Les rapports montrent les nombreux points positifs dans l’activité des bailleurs que ce soit, selon les cas, dans l’entretien des logements, la maîtrise des coûts et des charges, l‘attribution sociale des logements ou l’engagement dans la rénovation thermique. Autant de points positifs inscrits dans les rapports que nous rendons publics qu’il convient de signaler et qui doivent être partagés et analysés par les bailleurs comme autant de bonnes pratiques.

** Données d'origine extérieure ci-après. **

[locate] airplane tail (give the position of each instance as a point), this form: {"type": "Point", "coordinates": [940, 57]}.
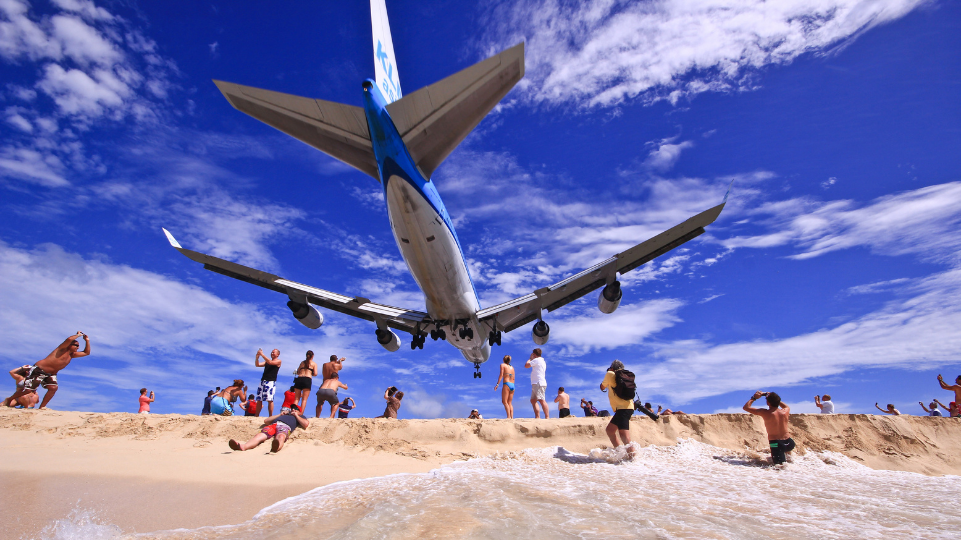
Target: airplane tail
{"type": "Point", "coordinates": [385, 66]}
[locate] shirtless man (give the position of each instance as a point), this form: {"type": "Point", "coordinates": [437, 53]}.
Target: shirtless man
{"type": "Point", "coordinates": [775, 422]}
{"type": "Point", "coordinates": [507, 394]}
{"type": "Point", "coordinates": [563, 403]}
{"type": "Point", "coordinates": [44, 372]}
{"type": "Point", "coordinates": [328, 370]}
{"type": "Point", "coordinates": [955, 406]}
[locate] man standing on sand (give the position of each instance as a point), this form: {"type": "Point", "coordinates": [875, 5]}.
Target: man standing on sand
{"type": "Point", "coordinates": [620, 423]}
{"type": "Point", "coordinates": [825, 404]}
{"type": "Point", "coordinates": [563, 403]}
{"type": "Point", "coordinates": [538, 368]}
{"type": "Point", "coordinates": [327, 371]}
{"type": "Point", "coordinates": [954, 408]}
{"type": "Point", "coordinates": [775, 422]}
{"type": "Point", "coordinates": [507, 394]}
{"type": "Point", "coordinates": [268, 382]}
{"type": "Point", "coordinates": [44, 372]}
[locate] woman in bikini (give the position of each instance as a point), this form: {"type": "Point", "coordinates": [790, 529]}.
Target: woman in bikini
{"type": "Point", "coordinates": [220, 404]}
{"type": "Point", "coordinates": [507, 394]}
{"type": "Point", "coordinates": [305, 373]}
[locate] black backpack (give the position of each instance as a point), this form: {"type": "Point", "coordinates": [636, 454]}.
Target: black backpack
{"type": "Point", "coordinates": [624, 384]}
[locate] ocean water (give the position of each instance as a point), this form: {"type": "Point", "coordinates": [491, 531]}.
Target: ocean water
{"type": "Point", "coordinates": [691, 490]}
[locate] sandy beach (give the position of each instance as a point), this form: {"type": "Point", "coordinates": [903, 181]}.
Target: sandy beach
{"type": "Point", "coordinates": [150, 472]}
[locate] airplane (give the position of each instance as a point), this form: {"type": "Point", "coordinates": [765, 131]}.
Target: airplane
{"type": "Point", "coordinates": [400, 141]}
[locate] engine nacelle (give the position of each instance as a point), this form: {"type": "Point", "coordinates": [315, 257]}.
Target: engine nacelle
{"type": "Point", "coordinates": [610, 298]}
{"type": "Point", "coordinates": [541, 332]}
{"type": "Point", "coordinates": [388, 340]}
{"type": "Point", "coordinates": [306, 314]}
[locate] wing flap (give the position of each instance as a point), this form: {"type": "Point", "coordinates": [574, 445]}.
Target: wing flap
{"type": "Point", "coordinates": [338, 130]}
{"type": "Point", "coordinates": [356, 306]}
{"type": "Point", "coordinates": [515, 313]}
{"type": "Point", "coordinates": [435, 119]}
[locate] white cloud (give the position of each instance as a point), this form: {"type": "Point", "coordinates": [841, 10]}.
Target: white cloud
{"type": "Point", "coordinates": [146, 328]}
{"type": "Point", "coordinates": [923, 222]}
{"type": "Point", "coordinates": [606, 52]}
{"type": "Point", "coordinates": [666, 155]}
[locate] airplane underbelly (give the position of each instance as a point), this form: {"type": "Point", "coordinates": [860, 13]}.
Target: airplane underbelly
{"type": "Point", "coordinates": [431, 253]}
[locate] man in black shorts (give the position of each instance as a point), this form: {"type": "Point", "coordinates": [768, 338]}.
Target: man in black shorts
{"type": "Point", "coordinates": [623, 410]}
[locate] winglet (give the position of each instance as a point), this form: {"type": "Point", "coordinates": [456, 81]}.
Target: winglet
{"type": "Point", "coordinates": [171, 239]}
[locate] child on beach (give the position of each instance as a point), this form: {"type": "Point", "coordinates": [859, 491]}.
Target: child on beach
{"type": "Point", "coordinates": [279, 427]}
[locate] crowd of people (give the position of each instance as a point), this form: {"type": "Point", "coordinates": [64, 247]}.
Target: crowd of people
{"type": "Point", "coordinates": [618, 383]}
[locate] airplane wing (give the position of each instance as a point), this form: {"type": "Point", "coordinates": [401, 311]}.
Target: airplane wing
{"type": "Point", "coordinates": [335, 129]}
{"type": "Point", "coordinates": [516, 313]}
{"type": "Point", "coordinates": [406, 320]}
{"type": "Point", "coordinates": [435, 119]}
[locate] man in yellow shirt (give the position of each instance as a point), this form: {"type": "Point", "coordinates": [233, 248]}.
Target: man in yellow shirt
{"type": "Point", "coordinates": [623, 410]}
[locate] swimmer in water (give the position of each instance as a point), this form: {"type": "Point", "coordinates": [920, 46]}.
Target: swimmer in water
{"type": "Point", "coordinates": [507, 394]}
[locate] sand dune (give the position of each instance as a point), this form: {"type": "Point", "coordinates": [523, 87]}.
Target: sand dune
{"type": "Point", "coordinates": [145, 472]}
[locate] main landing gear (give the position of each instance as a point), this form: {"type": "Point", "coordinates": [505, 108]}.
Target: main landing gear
{"type": "Point", "coordinates": [418, 341]}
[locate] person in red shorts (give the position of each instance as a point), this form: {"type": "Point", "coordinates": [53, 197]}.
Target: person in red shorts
{"type": "Point", "coordinates": [279, 427]}
{"type": "Point", "coordinates": [290, 397]}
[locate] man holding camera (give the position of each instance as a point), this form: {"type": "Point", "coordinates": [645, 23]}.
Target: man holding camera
{"type": "Point", "coordinates": [775, 422]}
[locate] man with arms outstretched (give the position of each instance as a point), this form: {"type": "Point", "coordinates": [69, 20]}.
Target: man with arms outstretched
{"type": "Point", "coordinates": [268, 382]}
{"type": "Point", "coordinates": [775, 422]}
{"type": "Point", "coordinates": [954, 408]}
{"type": "Point", "coordinates": [44, 372]}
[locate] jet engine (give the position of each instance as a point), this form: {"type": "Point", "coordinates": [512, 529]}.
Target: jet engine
{"type": "Point", "coordinates": [610, 298]}
{"type": "Point", "coordinates": [306, 314]}
{"type": "Point", "coordinates": [388, 340]}
{"type": "Point", "coordinates": [541, 332]}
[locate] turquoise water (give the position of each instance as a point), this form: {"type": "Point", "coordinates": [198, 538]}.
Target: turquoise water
{"type": "Point", "coordinates": [691, 490]}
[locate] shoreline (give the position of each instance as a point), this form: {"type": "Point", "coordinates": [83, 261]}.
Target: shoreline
{"type": "Point", "coordinates": [150, 472]}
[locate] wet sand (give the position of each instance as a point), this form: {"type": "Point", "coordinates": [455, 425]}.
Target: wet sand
{"type": "Point", "coordinates": [150, 472]}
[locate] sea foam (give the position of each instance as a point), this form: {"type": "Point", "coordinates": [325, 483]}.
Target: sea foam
{"type": "Point", "coordinates": [691, 490]}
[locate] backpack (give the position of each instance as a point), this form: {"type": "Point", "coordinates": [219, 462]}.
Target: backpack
{"type": "Point", "coordinates": [624, 386]}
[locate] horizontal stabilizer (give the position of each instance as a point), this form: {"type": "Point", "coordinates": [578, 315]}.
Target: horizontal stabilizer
{"type": "Point", "coordinates": [338, 130]}
{"type": "Point", "coordinates": [435, 119]}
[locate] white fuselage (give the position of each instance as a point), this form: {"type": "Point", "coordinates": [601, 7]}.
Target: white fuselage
{"type": "Point", "coordinates": [435, 261]}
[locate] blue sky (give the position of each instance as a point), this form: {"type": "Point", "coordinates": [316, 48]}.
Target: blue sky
{"type": "Point", "coordinates": [833, 269]}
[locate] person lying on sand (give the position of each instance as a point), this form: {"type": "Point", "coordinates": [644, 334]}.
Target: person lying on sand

Conclusion : se servir des rapports de la Miilos dans l’intérêt des locataires

La CLCV propose aux parties prenantes du secteur de mieux tirer profit des inspections de la Miilos. Outre leur mise à disposition du public, il s’agit notamment :

- D’améliorer la gouvernance par une meilleure information et formation du conseil d’administration. De donner aux administrateurs les moyens d’une expertise indépendante.

- D’interdire de façon réglementaire les pratiques de gestion active de la dette quand le bailleur a normalement accès au fonds du livret A.

- De veiller à la disparition définitives des loyers, ou augmentation des loyers, au-delà des plafonds légaux.

- Se saisir des cas de logements hors normes sur des questions de sécurité ou de santé. Engager une démarche de qualité formelle.

- S’appuyer sur des bonnes pratiques locales soulignées par la Miilos pour favoriser leur généralisation.

L’ensemble de ces mesures doivent être envisagées avec les associations de locataires dont les représentants ont été élus par les habitants.